I recommend against patching the source by hand. Instead, always use the patch file(s) that we upload. That way, if it doesn't compile, it's our fault. :)

Comment 42 Jonathon Anderson 2019-01-17 15:30:36 MST

Would you say that any patch we receive from SchedMD should be able to be added to the SchedMD-distributed spec file with a line like

PatchN: avoid_segfault.patch

Comment 43 Jonathon Anderson 2019-01-17 15:32:57 MST

I guess that just registers the patch as existing; maybe then we'd do

%prep
#[...]
%patchN -p1

Comment 44 Marshall Garey 2019-01-22 15:21:20 MST

You'd want to put both of those things in the slurm.spec file:

PatchN: avoid_segfault.patch
%prep
#[...]
%patchN -p1

(And of course you also need to have the actual patch file in the correct directory (for me, in ~/rpmbuild/SOURCES alongside the Slurm tarball).
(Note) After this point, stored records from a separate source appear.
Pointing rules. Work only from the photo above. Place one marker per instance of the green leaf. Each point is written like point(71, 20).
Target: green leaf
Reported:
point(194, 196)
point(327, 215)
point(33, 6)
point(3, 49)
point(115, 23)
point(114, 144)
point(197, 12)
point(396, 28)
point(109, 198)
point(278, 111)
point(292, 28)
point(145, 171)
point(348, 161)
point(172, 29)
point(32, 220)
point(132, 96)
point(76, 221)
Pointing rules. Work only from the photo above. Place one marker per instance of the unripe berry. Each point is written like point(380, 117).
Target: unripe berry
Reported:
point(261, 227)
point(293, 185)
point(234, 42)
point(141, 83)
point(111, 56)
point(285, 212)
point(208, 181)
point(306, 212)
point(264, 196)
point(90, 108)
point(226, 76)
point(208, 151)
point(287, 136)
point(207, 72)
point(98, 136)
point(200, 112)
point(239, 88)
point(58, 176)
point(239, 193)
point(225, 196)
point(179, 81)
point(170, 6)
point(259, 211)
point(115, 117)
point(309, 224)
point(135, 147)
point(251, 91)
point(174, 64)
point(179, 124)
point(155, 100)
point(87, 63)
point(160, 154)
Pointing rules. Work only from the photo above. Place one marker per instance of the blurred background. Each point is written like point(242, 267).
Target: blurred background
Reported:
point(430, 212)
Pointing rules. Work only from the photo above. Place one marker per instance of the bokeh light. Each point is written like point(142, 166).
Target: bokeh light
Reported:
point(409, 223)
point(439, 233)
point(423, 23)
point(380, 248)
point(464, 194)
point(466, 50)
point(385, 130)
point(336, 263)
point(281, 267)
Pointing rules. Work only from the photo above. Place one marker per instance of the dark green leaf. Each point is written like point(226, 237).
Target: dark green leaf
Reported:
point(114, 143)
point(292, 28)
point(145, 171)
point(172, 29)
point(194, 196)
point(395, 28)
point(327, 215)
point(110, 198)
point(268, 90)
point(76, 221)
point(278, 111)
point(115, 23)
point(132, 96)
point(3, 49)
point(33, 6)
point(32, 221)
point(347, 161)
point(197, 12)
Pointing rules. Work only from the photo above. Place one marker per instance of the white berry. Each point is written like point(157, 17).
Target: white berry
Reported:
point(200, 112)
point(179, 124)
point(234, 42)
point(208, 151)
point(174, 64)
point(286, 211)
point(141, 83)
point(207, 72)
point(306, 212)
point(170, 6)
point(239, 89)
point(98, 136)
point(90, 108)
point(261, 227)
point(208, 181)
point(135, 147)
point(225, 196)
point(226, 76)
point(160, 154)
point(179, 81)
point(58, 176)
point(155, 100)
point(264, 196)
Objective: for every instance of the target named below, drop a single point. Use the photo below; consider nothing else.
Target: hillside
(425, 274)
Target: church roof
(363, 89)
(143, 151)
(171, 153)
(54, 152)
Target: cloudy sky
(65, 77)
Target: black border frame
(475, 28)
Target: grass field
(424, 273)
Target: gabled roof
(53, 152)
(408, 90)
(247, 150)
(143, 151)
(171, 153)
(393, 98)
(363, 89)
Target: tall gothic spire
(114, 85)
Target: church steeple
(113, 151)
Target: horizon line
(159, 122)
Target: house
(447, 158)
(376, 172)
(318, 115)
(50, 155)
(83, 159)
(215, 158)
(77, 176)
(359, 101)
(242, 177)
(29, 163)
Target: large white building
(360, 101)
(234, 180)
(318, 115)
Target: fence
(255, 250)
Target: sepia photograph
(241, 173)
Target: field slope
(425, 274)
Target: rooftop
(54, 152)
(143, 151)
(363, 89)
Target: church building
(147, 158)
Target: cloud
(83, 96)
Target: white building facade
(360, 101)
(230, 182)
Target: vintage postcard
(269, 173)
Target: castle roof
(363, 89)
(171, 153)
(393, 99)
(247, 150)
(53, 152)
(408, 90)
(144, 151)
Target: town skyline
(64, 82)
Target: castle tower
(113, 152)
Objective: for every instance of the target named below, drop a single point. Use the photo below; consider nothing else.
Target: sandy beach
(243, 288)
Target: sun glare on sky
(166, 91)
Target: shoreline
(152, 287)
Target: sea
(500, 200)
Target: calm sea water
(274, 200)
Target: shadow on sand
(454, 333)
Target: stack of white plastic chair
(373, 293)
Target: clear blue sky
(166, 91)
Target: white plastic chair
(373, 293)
Then you should be able to build and install the packages.

Is the system still stable?

Comment 45 Jonathon Anderson 2019-01-22 15:24:55 MST

It is! Thanks for your help.

What release should we expect to see this patch in?

~jonathon

Comment 46 Marshall Garey 2019-01-22 15:59:36 MST

The patch I gave you isn't in a release. Although we never reproduced the exact situation that caused the segfault you hit, we haven't yet seen any customers hit this segfault on the newest versions of 17.11 (I think the latest version someone reported this is 17.11.7). So, we believe it's resolved by the other commits in 17.11 that actually fix the situations that eventually caused segfaults. If you do remove the patch and hit the same segfault again, please upload a backtrace from gdb so we can take another look.

Comment 47 Marshall Garey 2019-01-24 16:07:05 MST

I'll close this as resolved/infogiven. You can respond to re-open this issue. We especially want to know if you do hit this segfault again.